Biografía: Nació en Córdoba y reside allí actualmente. Es egresada de la Universidad Nacional de Córdoba. Coordina El Club de la Cicatriz, taller de escritura como resilencia para quienes necesitan sobreponerse a traumas y heridas emocionales.

 

“Soy una mujer que escribe-afirma-;soy una mujer que se escribe a sí misma. Escribir, corregir, tachar y volver a escribir, ¿acaso eso no es la vida?”

 

Contratapa

 

“Una mujer sentada al borde de la cama de su marido enfermo rememora momentos felices. Antonia vela por su hombre día y noche, mientras-como una Sherezade moderna en su intento por distraer a la muerte-le cuenta en voz alta las horas de pasión compartidas, con el secreto anhelo de que se las lleve grabadas en la memoria del alma.”

 

Opinión personal

 

La imagen de la portada es un hombre y una mujer fundiéndose en un abrazo. Se ve la espalda desnuda de ella, mientras él la rodea fuertemente con sus brazos y hunde sus manos en su piel tratando de abarcar algo inabarcable. Su rostro descansa en la suave curva del cuello de la mujer. Esta hermosa imagen me transmite pasión y tristeza por igual. Un abrazo desesperado, que intenta en vano hacer eterno el tiempo compartido. Enlazar furiosamente los brazos y por un segundo sentir que se le puede ganar a las tempestades de la vida.

 

“Dicen que los amores intensos se atan en el cielo, pero el nuestro, nacido del infierno de nuestras vidas equivocadas, errantes, nos sumió en el magnifico paraíso. Ése que inventa la melancolía y la tristeza, y que nace como extraño ser, una serpiente alada, porque podíamos elevarnos a celestiales percepciones o hundirnos en el hediondo fango de las miserias.”(22)

 

Pero en realidad somos frágiles, mucho más de lo que queremos admitir. Tan frágiles y efímeros como una delicada mariposa volando en un jardín. La mariposa griega se refiere al alma que abandona el cuerpo del moribundo en el último suspiro. No se refiere a la muerte como un final sino como una transformación. Al igual que la oruga construye su crisálida para luego de una metamorfosis convertirse en un nuevo ser, la muerte es un proceso doloroso que nos aterra, pero también, en la novela, se insinúa como una nueva etapa.

 

Antonia, una mujer bella, apasionada y de gran carácter, acompaña a su esposo Rafael por el largo y doloroso camino de enfrentar al cáncer. Cada día, ella le relata anécdotas apasionadas de su amor, de su vida juntos, momentos de alegría y ternura. Es su manera de salvarlo a él y a ella misma del sombrío presente. Poder demostrarle lo valioso que es y seguirá siendo para ella.
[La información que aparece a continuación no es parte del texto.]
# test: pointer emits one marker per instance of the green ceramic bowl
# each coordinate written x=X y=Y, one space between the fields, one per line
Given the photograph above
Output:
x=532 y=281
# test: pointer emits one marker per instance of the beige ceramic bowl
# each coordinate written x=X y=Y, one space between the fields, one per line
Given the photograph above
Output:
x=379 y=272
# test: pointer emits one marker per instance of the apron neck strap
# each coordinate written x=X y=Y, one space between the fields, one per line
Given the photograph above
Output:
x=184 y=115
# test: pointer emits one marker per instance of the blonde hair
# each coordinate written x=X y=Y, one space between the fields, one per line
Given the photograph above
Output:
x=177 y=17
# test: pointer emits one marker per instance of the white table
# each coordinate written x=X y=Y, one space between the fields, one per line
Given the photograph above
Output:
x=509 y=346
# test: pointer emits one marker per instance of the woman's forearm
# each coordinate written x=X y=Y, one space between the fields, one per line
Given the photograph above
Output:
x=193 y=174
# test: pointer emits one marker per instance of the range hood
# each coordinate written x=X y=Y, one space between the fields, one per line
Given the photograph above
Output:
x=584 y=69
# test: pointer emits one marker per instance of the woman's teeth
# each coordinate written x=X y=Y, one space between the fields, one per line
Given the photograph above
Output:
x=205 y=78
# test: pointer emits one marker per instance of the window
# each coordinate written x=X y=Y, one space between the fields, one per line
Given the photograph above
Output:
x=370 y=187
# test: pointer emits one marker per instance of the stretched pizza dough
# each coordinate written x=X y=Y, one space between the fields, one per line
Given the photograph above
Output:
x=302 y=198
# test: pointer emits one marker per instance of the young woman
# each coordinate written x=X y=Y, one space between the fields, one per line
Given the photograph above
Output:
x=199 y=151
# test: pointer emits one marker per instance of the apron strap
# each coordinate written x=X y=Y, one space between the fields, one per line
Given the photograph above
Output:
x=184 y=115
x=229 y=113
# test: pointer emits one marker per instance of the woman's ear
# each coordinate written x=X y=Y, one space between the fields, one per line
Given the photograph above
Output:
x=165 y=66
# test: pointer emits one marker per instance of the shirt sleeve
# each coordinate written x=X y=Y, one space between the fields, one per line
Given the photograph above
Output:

Poder resignificar el dolor.

 

Se narran dos historias entrecruzadas. Una la del pasado, la del amor y la pasión. De la convivencia y los conflictos de dos personas que se aman demasiado. La otra es el presente, la realidad cruda. Cuidar al enfermo y al amado, tratar de luchar con la enfermedad que se adueña del cuerpo, tratar de dar alivio. Tener que despedirse y desprenderse, decir adiós (o hasta pronto) y  sentir que los “para siempre” son más deseos que promesas.

 

“Pero “siempre” es una palabra pomposa, hecha de nudos mentirosos, cuerdas imponentes, fuertes, que, de pronto, se desarman en hilachas de viento, nada, un suspiro interminable, los recuerdos intentan apresarla, anudar el pasado y el presente con un futuro que se desvanece, abortado a pura realidad. La puta realidad.”(18)

 

Supongo que la vida es así, hermosa y cruel al mismo tiempo.

 

Esta es una historia no para leer, sino para vivir, emocionarse, sentirla en carne propia, reír, llorar, sentir impotencia y bronca. Entender que la vida muchas veces no es lo que planeamos y el desafío más grande que tenemos es saber vivirla y disfrutarla a pesar de todo.